Countries like Italy, France, Spain, Argentina and the US are going for major lockdowns within their country to restrict movement and contain the spread of the disease. Australia also announced the shutdown of non-essential services from March 23 due to rising COVID-19 cases in the country.
CO2 levels falling and solidarity rising
Global air pollution and CO2 levels have gone down significantly since the virus has started to impact work and travel.
People in various countries are coming together and uniting to fight the coronavirus pandemic. In Italy, people have come together to sing songs from their balconies while in Spain, people clapped hands for the nurses, doctors and other healthcare providers who are working hard to take care of the rising number of patients.
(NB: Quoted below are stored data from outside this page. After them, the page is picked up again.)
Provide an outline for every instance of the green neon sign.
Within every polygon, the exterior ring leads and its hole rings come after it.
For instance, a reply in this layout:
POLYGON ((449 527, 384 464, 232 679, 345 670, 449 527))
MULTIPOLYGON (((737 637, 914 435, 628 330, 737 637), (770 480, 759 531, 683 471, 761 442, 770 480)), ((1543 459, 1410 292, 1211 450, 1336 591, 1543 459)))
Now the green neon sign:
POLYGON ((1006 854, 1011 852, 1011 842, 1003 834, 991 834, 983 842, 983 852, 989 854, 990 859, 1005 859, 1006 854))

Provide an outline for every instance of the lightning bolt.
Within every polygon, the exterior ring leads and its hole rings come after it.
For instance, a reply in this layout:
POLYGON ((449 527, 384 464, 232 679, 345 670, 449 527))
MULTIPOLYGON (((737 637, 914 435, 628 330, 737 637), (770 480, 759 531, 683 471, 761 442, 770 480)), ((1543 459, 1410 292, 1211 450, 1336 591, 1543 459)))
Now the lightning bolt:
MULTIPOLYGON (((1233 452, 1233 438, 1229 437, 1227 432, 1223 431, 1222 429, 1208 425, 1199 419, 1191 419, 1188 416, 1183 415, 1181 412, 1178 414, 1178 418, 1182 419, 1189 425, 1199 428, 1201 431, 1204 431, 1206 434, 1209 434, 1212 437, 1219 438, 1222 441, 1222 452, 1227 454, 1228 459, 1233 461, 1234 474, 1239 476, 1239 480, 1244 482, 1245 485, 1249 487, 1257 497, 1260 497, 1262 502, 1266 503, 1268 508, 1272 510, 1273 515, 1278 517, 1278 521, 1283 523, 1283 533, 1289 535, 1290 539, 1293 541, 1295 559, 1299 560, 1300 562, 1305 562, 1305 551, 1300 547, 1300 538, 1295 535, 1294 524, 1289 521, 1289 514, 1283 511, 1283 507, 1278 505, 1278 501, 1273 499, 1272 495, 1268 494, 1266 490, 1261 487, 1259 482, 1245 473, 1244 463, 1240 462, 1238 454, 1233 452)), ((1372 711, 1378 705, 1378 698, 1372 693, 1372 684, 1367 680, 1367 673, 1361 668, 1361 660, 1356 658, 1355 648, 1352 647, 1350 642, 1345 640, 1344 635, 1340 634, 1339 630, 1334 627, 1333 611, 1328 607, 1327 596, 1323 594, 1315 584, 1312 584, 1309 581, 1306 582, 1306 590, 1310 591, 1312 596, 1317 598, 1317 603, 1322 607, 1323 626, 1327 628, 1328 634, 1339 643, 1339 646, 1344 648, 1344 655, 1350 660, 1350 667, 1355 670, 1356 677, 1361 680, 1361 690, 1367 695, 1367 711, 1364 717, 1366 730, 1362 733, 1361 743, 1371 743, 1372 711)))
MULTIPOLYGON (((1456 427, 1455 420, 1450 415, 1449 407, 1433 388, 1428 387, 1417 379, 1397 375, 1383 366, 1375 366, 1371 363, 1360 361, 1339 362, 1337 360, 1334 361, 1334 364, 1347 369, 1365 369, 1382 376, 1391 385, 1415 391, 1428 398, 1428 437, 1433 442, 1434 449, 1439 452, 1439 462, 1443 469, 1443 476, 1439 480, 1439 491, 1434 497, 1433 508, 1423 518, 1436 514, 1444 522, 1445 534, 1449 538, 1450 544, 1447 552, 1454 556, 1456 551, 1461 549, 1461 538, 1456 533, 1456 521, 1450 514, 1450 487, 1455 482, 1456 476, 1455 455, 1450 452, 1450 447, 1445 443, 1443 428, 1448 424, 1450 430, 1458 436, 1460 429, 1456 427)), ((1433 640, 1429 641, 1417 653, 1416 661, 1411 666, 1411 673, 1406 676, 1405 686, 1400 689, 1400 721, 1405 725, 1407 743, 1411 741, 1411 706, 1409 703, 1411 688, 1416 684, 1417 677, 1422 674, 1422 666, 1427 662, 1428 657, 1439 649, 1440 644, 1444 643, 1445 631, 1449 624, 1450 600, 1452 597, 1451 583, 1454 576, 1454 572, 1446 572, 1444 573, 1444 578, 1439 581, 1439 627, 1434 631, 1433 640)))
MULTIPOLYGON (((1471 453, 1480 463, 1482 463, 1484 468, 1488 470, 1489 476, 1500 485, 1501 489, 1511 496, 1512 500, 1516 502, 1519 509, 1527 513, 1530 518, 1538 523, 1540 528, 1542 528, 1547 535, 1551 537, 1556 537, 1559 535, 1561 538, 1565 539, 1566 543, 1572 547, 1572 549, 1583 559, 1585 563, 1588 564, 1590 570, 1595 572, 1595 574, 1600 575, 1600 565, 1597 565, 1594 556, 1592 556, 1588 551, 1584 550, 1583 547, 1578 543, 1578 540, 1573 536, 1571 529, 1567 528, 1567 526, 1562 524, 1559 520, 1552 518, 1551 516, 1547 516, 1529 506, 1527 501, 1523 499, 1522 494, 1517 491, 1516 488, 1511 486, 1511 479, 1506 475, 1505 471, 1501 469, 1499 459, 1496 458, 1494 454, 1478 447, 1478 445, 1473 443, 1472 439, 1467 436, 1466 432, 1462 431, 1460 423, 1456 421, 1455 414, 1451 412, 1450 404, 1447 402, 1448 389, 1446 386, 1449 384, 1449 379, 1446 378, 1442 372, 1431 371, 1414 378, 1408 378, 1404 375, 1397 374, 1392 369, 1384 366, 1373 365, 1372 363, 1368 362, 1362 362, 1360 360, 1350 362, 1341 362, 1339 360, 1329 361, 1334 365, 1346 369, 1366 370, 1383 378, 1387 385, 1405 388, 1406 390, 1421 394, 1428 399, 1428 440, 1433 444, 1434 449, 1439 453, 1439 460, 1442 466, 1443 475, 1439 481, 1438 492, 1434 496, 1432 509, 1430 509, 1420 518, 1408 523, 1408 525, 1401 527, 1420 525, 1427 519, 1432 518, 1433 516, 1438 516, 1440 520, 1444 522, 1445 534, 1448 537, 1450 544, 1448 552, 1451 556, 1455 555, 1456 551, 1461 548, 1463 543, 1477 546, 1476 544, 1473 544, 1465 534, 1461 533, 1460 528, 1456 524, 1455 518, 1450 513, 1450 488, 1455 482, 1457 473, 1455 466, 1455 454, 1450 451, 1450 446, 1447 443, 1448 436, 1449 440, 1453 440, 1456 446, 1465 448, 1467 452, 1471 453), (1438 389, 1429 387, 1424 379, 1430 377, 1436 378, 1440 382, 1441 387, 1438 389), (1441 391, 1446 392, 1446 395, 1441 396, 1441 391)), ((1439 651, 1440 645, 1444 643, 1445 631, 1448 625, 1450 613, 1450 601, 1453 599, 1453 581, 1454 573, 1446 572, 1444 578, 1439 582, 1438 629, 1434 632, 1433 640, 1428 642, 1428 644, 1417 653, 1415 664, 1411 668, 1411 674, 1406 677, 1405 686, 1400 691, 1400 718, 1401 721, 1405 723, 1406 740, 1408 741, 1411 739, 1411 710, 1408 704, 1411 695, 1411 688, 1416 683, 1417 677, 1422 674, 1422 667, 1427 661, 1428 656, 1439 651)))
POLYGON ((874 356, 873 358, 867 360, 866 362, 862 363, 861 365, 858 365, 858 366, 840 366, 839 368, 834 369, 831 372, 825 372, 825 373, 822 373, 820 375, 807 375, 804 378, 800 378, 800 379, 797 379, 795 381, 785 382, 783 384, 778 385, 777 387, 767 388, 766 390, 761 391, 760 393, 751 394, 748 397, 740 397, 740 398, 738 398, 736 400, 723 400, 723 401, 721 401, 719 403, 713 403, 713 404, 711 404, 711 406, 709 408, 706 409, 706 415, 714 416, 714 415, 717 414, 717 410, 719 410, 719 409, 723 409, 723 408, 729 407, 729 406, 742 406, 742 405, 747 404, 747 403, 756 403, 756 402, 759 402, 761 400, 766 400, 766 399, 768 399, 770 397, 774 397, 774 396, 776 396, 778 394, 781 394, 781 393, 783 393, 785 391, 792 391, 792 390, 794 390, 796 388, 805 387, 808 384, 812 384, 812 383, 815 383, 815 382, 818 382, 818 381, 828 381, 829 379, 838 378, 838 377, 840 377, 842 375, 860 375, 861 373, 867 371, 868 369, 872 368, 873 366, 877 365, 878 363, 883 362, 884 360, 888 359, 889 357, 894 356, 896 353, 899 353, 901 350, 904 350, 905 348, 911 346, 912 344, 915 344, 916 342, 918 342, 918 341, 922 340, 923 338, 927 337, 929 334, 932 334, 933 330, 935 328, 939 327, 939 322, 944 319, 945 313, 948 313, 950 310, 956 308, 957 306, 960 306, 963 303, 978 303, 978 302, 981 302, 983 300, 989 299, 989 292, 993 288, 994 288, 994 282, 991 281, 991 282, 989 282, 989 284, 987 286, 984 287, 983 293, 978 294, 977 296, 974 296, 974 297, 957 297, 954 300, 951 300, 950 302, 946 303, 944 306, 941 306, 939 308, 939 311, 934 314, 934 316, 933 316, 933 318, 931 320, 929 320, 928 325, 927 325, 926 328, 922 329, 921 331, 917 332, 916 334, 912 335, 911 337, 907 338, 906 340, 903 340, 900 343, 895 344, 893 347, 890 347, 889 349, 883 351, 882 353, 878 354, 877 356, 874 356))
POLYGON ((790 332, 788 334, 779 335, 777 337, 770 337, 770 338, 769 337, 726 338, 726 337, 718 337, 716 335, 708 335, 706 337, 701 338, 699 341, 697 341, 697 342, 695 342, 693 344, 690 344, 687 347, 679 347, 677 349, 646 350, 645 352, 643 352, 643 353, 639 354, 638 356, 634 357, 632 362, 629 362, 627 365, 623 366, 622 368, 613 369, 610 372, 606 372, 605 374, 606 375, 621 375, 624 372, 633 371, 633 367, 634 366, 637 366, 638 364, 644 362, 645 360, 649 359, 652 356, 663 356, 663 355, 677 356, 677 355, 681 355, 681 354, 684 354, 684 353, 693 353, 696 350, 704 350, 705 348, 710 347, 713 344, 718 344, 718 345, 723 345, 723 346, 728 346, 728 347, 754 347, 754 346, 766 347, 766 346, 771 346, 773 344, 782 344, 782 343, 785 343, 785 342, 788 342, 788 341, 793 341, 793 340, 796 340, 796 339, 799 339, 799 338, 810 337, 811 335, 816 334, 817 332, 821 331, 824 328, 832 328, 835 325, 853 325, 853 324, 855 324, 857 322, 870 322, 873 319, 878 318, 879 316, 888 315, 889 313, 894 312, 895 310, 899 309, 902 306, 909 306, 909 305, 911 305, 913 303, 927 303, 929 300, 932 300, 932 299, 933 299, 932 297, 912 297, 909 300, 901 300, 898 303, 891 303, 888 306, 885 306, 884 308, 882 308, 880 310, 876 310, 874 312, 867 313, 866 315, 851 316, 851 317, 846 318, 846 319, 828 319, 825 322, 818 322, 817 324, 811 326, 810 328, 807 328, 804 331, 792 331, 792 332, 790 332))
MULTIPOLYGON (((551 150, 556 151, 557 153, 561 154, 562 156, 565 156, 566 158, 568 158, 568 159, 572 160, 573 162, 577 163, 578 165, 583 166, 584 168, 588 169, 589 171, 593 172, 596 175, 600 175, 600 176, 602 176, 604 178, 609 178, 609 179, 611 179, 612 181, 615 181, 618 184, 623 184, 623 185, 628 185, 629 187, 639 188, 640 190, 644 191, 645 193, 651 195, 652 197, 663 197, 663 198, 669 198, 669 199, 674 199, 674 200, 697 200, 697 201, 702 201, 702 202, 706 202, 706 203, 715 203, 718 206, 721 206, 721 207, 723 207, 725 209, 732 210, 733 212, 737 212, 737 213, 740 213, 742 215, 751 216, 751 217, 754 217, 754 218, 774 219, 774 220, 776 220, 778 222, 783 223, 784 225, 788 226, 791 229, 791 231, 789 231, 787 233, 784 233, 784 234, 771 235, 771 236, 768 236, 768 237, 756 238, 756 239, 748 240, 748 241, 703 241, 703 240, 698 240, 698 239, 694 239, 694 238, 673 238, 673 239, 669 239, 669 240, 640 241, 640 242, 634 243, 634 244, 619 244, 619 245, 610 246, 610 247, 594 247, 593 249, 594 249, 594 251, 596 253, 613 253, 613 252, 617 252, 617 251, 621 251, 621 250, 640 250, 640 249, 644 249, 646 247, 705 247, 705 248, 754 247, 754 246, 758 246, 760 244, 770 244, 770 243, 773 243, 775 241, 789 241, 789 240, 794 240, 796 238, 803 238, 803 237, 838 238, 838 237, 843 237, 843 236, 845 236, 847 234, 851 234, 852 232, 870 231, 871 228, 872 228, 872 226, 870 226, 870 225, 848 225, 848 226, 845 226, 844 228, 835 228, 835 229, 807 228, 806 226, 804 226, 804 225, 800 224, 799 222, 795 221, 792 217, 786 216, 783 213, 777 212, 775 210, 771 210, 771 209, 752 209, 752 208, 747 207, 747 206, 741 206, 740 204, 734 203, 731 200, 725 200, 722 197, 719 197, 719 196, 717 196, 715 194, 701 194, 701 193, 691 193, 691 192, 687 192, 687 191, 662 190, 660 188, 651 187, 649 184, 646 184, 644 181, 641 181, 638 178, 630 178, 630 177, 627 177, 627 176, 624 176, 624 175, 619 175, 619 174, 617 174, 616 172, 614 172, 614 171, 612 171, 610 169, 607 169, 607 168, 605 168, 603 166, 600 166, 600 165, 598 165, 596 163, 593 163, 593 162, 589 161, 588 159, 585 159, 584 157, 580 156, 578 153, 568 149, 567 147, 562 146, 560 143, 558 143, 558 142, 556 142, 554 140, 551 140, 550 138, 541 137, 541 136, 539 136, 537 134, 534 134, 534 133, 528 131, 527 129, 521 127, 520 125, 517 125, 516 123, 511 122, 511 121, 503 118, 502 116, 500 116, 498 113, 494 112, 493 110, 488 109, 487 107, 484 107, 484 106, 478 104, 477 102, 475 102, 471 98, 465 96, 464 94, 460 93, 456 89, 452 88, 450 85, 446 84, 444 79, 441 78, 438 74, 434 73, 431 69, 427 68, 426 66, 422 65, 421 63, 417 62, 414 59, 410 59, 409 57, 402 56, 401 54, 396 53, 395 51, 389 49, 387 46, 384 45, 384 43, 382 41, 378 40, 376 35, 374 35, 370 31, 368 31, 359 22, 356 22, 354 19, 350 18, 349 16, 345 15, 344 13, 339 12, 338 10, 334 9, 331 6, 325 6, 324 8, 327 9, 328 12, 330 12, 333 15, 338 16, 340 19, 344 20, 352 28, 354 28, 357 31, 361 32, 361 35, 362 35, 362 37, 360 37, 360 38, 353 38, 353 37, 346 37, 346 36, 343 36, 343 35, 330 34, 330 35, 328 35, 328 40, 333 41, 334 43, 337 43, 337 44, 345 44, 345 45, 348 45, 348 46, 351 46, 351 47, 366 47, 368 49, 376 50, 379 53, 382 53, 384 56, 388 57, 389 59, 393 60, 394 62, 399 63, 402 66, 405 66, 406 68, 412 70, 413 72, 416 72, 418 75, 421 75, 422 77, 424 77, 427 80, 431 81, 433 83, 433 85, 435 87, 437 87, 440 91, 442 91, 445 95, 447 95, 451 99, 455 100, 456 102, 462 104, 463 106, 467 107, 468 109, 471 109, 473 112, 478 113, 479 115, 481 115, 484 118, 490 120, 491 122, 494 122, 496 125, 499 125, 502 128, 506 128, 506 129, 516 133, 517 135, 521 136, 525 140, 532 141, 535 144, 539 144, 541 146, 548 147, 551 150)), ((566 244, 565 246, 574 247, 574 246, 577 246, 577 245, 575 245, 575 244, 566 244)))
Stock Market Rally after the plunge
With the constant rise in the number of coronavirus cases, shares have plunged all around the world to historic lows during past weeks due to mounting fears in investors of slow economic growth and plunge in company profits.
Trillions of dollars have been wiped off from the global equity markets recently.
Dow and S&P 500 that traded at all-time highs in February 2020, plunged to 19,173.98 and 2,304.92 points on March 20. The indices have been sinking, with an attempt to rally on some days but failing, since February 20, 2020. Falling crude prices, strengthening dollar and unprecedented lockdown for New York weighed down the market on March 20, 2020.
The Dow Jones Futures, along with S&P 500 Futures and Nasdaq Futures, hit circuit-breaker on March 18’s pre-market session on coronavirus fears.
The S&P/ASX200, which has been sliding since February 20, with ups and downs, finished at 4816.6 on March 20.
However, The Federal Reserve and major central banks retorted with a range of stimulus measures like interest rate cuts and stimulus packages to bring liquidity and revive their economies which resulted in surging up of the global stock markets.
Dow Futures, Nasdaq Futures and S&P 500 Futures gained sharply on March 20, closing the highly volatile week with a turnaround.
Europe’s FTSE 100 traded about 2% higher on March 20, 2020, due to the rise in energy stocks after oil prices bounced back while Germany’s DAX, South Korea’s KOSPI and Shanghai Composite also traded higher during the day. China’s Shanghai Composite Index has been declining, but the markets in China have suffered the least as compared to global stock markets amid the virus infection.
Asian stocks and European markets closed with gains after central banks including Fed, European Central Bank and Bank of England committed to increasing spending and credit guarantees for the markets.
With a slew of measures being taken by the governments to combat the credit crunch in the economy and support financial markets, the environment is expected to still remain uncertain until COVID-19 spread is contained.